Q&A with NBER research associates Ellen Meara and Richard Frank
The NBER is pleased to feature a Q&A with research associates
Ellen Meara and
Richard Frank, both of Harvard University, whose research on differing aspects of disability are summarized earlier in this issue.
Q (Meara & Frank): Each of your papers in this issue touch on the links between health, occupation-specific factors, and SSDI application rates. How do you see the evolving health and/or employment dynamics in the US affecting trends in SSDI application rates?
A (Meara): In our paper, we saw that two workers with identical health on objective measures like an x-ray or MRI of the knee can report very different levels of pain in ways that are linked to education. These educational differences tracked differences in physical demands of occupations more likely among high school graduates than college attendees. Although automation lessens the physical demands of some occupations, the fastest growing occupations in the US, home health care and other personal care jobs, are both physically demanding and hard to automate. As more workers move into physically demanding service sector jobs, we can expect musculoskeletal conditions to remain an important source of disability and claims for years to come.
A (Frank): In our research, we focus on the impacts of mental illnesses on labor force participation, occupational choice and SSDI application rates. We show that people with mental illnesses have lower rates of labor force participation. When they do work they are concentrated in jobs that involve routine cognitive and interpersonal skills. They also cluster in low wage occupations. These are the jobs that have been disappearing as a result of technical change and are projected to continue to be subject to automation. The result is that SSDI application rates for people with mental illnesses have grown faster than those for the working age population generally. These results suggest that people with mental illnesses will be at higher risk of loss of employment opportunities than otherwise similar people.
Q (Meara): Your current work explores chronic pain. Prescription opioids can be used to treat chronic pain, but they carry a risk of abuse, which can lead to other health problems. From your past work, what do we know about how the rise of prescription opioids has affected SSDI enrollment?
A: In light of the crisis of opioid overdose deaths, the risks of prescription opioids are now well known and opioid prescribing is declining. Some worry that curtailing opioid prescriptions could leave some workers with unmanageable pain, in turn increasing rates of disability application. To get at this question, we compared disability application rates in states with steadily rising prescription opioid receipt between 2001 and 2015 to states like Florida, where prescription opioid receipt peaked in 2010 and fell rapidly afterwards. Within an area, periods of high prescribing were unrelated, or in some analyses, positively related to disability application rates. This is good news for disability programs in the sense that we do not expect disability applications to rise, and indeed they may fall, as opioid prescribing becomes less common.
Q (Frank): While your current work focuses on mental health and SSDI receipt, many people with severe mental illness are also eligible for Medicare, Medicaid, or both. What does your previous work tell us about the provision of health care for this vulnerable group?
A: Medicaid has always been an important source of health care coverage for people with severe mental illnesses. The Affordable Care Act's Medicaid expansion disproportionately offered coverage for people with mental illnesses that were almost twice as likely to be uninsured as those without those conditions. Because severe mental illnesses develop early in life many people with severe mental illnesses were single childless adults. That meant that prior to the ACA they were typically ineligible for Medicaid coverage. For this reason there has been an expansion in the ability to get care for these people.

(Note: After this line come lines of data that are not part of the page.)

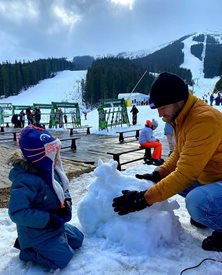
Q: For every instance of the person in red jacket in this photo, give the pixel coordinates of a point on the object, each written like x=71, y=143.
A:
x=147, y=140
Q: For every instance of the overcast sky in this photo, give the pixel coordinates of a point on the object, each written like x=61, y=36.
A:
x=32, y=29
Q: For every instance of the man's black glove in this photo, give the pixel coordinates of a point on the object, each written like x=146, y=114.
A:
x=130, y=201
x=56, y=221
x=155, y=176
x=66, y=211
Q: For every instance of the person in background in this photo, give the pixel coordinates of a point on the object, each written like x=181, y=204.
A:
x=15, y=121
x=194, y=169
x=168, y=132
x=40, y=203
x=22, y=118
x=61, y=124
x=211, y=99
x=147, y=140
x=37, y=116
x=134, y=112
x=85, y=115
x=29, y=115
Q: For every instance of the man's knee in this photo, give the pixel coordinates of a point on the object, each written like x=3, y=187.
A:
x=195, y=201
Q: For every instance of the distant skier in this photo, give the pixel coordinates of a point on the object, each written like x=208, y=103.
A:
x=134, y=112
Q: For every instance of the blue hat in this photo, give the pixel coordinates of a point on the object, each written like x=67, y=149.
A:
x=39, y=147
x=35, y=144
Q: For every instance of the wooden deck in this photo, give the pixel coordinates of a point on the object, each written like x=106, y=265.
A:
x=91, y=148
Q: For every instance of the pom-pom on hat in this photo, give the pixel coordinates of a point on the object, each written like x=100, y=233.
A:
x=167, y=89
x=154, y=123
x=39, y=147
x=148, y=123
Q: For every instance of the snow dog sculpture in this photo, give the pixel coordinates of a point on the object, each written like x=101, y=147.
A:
x=137, y=232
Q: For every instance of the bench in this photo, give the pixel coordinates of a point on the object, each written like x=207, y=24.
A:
x=14, y=133
x=116, y=156
x=73, y=142
x=121, y=137
x=80, y=129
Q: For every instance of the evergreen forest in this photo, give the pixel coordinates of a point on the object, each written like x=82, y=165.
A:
x=20, y=76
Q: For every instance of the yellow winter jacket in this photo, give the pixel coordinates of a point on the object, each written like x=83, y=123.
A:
x=197, y=153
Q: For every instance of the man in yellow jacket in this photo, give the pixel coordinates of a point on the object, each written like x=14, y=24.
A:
x=194, y=169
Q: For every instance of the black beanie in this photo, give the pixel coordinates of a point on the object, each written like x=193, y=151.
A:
x=167, y=89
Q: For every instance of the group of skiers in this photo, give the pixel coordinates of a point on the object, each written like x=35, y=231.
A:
x=41, y=205
x=33, y=117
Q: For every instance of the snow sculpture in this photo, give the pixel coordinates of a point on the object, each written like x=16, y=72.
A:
x=138, y=232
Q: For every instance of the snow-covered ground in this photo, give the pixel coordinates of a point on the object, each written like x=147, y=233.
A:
x=157, y=240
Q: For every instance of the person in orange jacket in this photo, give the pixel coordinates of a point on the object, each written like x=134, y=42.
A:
x=194, y=169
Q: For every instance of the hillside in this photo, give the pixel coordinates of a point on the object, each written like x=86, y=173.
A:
x=206, y=47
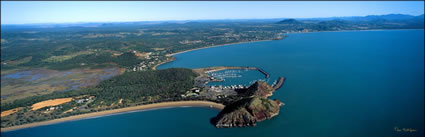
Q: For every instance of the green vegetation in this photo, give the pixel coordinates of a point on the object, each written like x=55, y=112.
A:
x=134, y=88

Q (Meara & Frank): Which related areas of research appear most promising or most critical for future study?
A (Meara): While the broad contours of opioid-related risks around overdose and addiction are well documented, the health and disability consequences of prescription and illicit opioids remain unclear. For example, US mortality rates rose and life expectancy at birth fell between 2014 and 2017 in part, due to overdose deaths, but deaths rose for causes like cardiovascular disease and alcohol related cirrhosis as well. Such trends suggest the underlying prevalence of health problems and disability in the US has been rising. An appropriate response to such trends depends on the exact causes of health deterioration. The remedy for deaths resulting directly from opioid use (e.g. increasing access to products like naloxone that reverse the lethal effects overdose) differs from an effective response to deaths that occur indirectly due to opioids (e.g. improving self-management of chronic physical conditions). But rising morbidity and mortality may have little to do with opioids, and an entirely different solution may be required if rising morbidity and mortality are a symptom of a general decline in health and well-being as technology advances reduce opportunities, and optimism, for less educated workers. Research should seek to better understand trends in morbidity and mortality, and the ways in which some subgroups and communities in the US are hit harder than others.
A (Frank): There have been many efforts aimed at developing policies and interventions aimed at reducing the number of people on SSDI by helping them return to the labor force. Those have not been successful. Far more promising are recent clinical developments aimed at intervening early in the course of a severe mental illness to keep people engaged in work and schooling. A promising avenue for economic and policy research is developing the payment systems and financing arrangements that will support implementation of those interventions.